Hanya Karena Pakai Cadar, Dua Pria Serang Dan Tendang Perut Muslimah Yang Sedang Hamil

Hanya Karena Pakai Cadar, Dua Pria Serang Dan Tendang Perut Muslimah Yang Sedang Hamil

author photo
Diskriminasi dan kebencian terhadap islam memang sebagian besar tertuju kepada para muslimah. Ini karena mereka memiliki pakaian yang jelas sangat berbeda dari kebanyakan wanita dimana mereka akan berpakaian tertutup, bahkan mengenakan cadar sebagai bentuk syariat yang Allah tetapkan.

Hanya Karena Pakai Cadar, Dua Pria Serang Dan Tendang Perut Muslimah Yang Sedang Hamil

Perilaku kebencian itu pun terjadi di Spanyol dan polisi sudah menangkap dua pelakunya yang berjenis kelamin pria pada hari Rabu (7/9/2016) lantaran melakukan serangan terhadap seorang muslimah yang sedang hamil.

Dari keterangan kepolisian Spanyol, awalnya muslimah hamil yang bercadar tersebut sedang berjalan-jalan di pusat Barcelona bersama dengan suami dan anak-anaknya.

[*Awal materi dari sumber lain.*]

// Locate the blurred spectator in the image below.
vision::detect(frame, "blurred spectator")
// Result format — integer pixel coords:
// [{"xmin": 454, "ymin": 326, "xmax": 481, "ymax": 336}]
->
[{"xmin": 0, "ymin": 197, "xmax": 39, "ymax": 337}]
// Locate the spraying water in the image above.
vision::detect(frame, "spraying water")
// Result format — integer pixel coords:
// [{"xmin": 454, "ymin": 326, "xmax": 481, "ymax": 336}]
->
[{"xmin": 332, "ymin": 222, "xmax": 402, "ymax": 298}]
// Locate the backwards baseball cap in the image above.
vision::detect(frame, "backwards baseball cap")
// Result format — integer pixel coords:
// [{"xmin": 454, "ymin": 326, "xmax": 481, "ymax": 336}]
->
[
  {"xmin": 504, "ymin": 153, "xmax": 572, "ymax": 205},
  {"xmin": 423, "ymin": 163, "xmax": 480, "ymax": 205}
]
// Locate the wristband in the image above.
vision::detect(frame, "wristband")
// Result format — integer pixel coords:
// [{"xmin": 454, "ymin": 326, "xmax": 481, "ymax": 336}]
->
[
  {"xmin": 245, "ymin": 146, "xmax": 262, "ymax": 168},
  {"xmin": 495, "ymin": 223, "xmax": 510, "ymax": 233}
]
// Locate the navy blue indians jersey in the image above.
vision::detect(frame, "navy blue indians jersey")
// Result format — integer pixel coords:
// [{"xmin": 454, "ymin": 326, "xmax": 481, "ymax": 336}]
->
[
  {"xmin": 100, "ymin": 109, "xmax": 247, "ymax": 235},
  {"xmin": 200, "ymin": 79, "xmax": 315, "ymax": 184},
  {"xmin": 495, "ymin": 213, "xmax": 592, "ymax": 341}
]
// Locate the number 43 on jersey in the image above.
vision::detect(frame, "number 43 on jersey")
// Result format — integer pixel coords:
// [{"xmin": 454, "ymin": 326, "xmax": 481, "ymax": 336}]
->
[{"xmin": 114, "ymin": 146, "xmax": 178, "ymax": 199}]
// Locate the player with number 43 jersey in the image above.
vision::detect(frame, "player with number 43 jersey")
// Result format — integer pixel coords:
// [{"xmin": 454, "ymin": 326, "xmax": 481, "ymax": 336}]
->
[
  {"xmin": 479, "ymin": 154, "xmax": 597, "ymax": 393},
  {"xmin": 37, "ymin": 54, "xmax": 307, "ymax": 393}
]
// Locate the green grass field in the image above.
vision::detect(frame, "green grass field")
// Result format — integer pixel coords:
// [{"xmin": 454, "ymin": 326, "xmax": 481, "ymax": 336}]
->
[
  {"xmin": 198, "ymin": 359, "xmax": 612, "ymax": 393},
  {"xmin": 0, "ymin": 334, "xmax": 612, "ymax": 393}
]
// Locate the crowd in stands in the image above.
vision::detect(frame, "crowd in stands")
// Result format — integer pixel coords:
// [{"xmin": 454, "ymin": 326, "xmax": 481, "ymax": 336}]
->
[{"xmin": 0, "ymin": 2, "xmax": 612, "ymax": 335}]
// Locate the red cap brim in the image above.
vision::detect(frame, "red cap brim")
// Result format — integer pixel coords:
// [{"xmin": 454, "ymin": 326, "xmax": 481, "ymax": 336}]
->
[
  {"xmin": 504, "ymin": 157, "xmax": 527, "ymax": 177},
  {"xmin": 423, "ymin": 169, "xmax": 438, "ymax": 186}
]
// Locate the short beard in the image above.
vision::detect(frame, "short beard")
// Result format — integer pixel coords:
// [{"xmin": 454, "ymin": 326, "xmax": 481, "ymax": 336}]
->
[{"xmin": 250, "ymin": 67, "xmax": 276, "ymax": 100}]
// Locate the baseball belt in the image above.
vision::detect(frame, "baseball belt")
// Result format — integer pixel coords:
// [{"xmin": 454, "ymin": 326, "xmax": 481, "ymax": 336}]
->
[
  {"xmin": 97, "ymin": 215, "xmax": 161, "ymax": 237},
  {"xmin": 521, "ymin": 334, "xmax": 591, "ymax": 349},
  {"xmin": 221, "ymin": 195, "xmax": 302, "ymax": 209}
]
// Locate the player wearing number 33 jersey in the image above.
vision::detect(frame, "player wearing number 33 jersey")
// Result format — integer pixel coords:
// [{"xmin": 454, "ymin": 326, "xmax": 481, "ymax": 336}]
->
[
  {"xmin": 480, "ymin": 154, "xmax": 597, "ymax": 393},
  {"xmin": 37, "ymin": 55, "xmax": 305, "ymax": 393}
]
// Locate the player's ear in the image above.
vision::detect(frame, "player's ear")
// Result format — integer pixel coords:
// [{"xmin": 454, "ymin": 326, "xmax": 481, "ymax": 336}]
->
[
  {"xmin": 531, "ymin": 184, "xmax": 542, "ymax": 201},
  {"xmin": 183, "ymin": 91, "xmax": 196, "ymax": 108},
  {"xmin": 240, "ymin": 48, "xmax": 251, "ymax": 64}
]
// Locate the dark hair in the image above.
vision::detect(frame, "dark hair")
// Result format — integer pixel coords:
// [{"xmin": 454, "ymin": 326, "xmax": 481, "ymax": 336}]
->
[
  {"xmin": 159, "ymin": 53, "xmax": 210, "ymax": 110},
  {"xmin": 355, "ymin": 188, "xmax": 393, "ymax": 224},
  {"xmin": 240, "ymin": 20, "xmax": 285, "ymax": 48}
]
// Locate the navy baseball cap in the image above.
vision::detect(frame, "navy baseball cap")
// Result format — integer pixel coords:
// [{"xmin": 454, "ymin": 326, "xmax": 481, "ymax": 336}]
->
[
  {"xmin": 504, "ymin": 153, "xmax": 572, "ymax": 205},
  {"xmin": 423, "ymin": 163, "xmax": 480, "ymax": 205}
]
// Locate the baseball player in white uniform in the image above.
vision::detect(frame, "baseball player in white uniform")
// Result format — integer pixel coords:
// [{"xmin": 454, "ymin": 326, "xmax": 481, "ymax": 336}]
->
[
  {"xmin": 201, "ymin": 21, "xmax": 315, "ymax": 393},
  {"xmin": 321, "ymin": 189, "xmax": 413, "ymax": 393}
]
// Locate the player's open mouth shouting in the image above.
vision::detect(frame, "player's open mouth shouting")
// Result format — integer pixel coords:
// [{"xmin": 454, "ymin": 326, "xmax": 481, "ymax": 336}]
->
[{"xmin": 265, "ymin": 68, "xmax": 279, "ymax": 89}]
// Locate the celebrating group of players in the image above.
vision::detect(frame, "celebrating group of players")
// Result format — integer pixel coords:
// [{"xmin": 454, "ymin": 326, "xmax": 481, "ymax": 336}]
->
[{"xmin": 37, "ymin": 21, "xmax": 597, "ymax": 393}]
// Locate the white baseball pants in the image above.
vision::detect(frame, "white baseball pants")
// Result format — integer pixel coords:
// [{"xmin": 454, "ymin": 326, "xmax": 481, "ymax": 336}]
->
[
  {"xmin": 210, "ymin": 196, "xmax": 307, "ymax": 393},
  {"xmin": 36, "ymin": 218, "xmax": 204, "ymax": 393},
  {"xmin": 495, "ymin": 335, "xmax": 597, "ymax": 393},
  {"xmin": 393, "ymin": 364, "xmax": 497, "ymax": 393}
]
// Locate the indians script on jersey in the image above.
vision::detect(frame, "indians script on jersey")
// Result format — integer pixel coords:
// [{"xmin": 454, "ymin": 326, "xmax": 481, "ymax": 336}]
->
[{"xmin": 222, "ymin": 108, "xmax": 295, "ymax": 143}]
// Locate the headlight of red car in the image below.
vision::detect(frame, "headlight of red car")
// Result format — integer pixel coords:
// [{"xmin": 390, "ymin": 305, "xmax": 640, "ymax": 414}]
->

Setelah itu muncul dua orang pria yang mendekat dan menghina mereka, terutama soal berpakaian wanita bercadar tersebut. Diketahui bahwa keduanya terlibat kelompok ekstrim sayap kanan yang anti terhadap islam, sebagaimana yang dikutip dari Anadolu Agency.

Karena penghinaan tersebut, sang suami muslimah itu pun mengecam tindakan keduanya yang membenci keberadaan mereka. Bukannya sadar, justru keduanya mendorong sang suami dan melakukan tindakan kekerasan.

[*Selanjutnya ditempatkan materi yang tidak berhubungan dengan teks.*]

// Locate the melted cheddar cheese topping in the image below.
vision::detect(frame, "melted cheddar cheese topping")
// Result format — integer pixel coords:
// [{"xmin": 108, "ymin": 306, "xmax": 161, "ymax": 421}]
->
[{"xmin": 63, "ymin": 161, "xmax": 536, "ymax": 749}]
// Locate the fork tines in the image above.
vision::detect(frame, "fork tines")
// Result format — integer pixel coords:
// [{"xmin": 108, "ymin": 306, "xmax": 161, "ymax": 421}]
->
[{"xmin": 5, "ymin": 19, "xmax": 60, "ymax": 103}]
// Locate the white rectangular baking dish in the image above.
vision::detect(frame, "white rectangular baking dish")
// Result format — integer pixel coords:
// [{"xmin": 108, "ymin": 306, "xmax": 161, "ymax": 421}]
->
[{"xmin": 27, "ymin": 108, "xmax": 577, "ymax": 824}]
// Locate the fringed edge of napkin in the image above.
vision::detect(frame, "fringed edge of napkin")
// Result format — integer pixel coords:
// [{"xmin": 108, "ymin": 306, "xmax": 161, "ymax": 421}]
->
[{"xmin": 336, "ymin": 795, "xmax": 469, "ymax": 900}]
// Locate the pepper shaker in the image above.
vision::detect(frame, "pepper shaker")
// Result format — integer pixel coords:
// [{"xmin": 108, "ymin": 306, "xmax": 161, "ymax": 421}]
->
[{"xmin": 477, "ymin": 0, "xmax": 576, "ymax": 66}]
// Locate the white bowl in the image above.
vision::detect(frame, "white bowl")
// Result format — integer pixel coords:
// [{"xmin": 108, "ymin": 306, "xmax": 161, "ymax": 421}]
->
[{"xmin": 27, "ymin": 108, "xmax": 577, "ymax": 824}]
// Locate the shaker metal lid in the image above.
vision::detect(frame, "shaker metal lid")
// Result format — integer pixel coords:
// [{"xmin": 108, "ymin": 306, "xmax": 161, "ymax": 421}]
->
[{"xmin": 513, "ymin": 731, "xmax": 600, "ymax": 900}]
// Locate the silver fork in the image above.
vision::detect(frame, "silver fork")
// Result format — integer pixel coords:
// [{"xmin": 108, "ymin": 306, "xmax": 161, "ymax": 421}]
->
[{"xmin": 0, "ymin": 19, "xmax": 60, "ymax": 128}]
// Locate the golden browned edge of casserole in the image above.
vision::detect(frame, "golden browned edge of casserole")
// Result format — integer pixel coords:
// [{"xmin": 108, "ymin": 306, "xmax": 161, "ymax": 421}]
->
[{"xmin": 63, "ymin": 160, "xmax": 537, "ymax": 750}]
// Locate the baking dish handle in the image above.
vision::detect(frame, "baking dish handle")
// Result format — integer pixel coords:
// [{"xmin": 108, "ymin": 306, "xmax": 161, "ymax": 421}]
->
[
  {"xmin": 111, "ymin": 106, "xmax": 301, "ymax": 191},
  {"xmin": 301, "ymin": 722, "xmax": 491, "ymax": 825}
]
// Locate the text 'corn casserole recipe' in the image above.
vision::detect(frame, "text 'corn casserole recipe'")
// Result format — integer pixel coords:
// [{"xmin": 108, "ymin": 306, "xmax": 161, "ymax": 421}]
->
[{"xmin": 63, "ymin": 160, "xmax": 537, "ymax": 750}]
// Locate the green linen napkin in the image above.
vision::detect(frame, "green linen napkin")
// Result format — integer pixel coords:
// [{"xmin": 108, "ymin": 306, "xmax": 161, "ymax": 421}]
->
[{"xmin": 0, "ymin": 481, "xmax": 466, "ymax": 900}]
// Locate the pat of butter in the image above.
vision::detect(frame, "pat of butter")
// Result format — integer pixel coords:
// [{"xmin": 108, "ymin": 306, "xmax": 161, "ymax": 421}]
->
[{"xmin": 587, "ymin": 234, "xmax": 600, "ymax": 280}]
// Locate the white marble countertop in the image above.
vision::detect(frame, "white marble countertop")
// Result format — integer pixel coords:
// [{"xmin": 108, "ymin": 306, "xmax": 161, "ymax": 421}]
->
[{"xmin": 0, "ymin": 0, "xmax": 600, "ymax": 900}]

Melihat suaminya jatuh tergeletak diserang oleh dua orang, membuat muslimah yang sedang hamil itu ikut turun tangan. Parahnya salah seorang penyerang malah menendang perut muslimah hamil tersebut, sebagaimana ucapan para saksi yang melihatnya.

Namun beruntung kejadian itu tidak berlangsung lama, karena para saksi melaporkan kepada pihak kepolisian dan menangkap keduanya. Dalam tuduhannya mereka dijerat dengan pasal melakukan tindakan diskriminasi, kebencian dan membuat orang lain terluka.

Memang Barcelona menjadi daerah yang memiliki tingkat kebencian terhadap islam tertinggi di negara Spanyol yakni berjumlah 215 kasus dan diikuti Madrid dengan jumlah 159 kasus di tahun 2015 silam.